Colorectal Dis. 2019 Jul;21(7):760-766. doi: 10.1111/codi.14597. Epub 2019 Mar 19.

Abstract

Aim: Colorectal cancer (CRC) is diagnosed in approximately 45 000 people annually in the UK, and it is estimated that Lynch syndrome (LS) accounts for 3.1% of these cases. In February 2017, National Institute for Health and Care Excellence (NICE guideline DG27 recommended universal testing of new cases of CRC for mismatch repair (MMR) status. The aim of this study was to implement universal testing for LS in CRC patients in a secondary care setting.

Method: We prospectively collected data on consecutive newly diagnosed CRC patients at our centre from November 2016 to August 2018, including evidence of MMR status determined by immunohistochemistry. We recorded clinicopathological data including age at diagnosis, stage, tumour site, reported histological findings and MMR tumour status.
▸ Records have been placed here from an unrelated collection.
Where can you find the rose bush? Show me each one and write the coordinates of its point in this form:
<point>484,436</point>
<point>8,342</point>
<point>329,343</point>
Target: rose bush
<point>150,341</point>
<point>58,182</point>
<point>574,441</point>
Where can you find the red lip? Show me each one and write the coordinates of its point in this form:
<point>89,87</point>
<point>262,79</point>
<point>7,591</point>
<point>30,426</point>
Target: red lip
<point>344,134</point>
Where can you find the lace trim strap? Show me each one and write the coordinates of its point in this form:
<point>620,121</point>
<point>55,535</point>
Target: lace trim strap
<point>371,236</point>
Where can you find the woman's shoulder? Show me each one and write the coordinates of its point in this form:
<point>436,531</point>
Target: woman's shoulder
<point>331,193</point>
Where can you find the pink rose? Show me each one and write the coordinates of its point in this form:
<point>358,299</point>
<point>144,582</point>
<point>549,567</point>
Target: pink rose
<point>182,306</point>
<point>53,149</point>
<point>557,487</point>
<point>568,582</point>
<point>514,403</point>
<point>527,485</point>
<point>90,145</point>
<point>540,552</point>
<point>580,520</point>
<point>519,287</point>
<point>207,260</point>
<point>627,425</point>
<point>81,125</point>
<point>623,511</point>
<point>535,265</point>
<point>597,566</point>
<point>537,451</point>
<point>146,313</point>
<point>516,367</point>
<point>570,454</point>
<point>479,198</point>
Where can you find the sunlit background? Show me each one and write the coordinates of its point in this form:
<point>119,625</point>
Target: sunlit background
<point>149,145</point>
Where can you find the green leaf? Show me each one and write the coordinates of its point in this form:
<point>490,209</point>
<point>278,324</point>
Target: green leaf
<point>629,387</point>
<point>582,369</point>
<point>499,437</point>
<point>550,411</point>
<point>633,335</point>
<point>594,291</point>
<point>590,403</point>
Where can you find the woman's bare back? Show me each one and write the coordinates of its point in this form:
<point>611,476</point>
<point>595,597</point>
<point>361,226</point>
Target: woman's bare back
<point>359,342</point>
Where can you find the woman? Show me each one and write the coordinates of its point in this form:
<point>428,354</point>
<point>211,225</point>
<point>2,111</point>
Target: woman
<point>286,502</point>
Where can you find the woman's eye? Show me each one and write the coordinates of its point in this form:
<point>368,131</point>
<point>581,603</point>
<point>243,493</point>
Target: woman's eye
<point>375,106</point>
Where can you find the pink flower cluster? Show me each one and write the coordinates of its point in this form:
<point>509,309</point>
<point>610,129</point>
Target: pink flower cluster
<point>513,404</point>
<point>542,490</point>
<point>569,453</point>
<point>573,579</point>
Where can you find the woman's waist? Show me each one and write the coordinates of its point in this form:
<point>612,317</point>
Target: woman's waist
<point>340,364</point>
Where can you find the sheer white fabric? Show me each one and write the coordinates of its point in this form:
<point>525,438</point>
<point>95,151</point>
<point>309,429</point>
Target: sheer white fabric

Statistical analysis was performed using the chi-square test and the two-tailed t-test for binary and continuous variables, respectively.

Results: A cohort of 203 consecutive patients were diagnosed with CRC during this period. Universal MMR testing was performed for the 198 CRC patients in whom a diagnosis of adenocarcinoma was confirmed, with colonoscopic biopsy used as the source material in 68.6% of cases. Twenty-three CRCs (11.6%) were MMR deficient (dMMR). Most dMMR CRCs (21/23) were early stage tumours (Dukes A or B, P = 0.002). In 39 Dukes B CRCs in patients under 70 years of age, the result of MMR testing influenced decision-making about personalized treatment with 5-fluorouracil based chemotherapy.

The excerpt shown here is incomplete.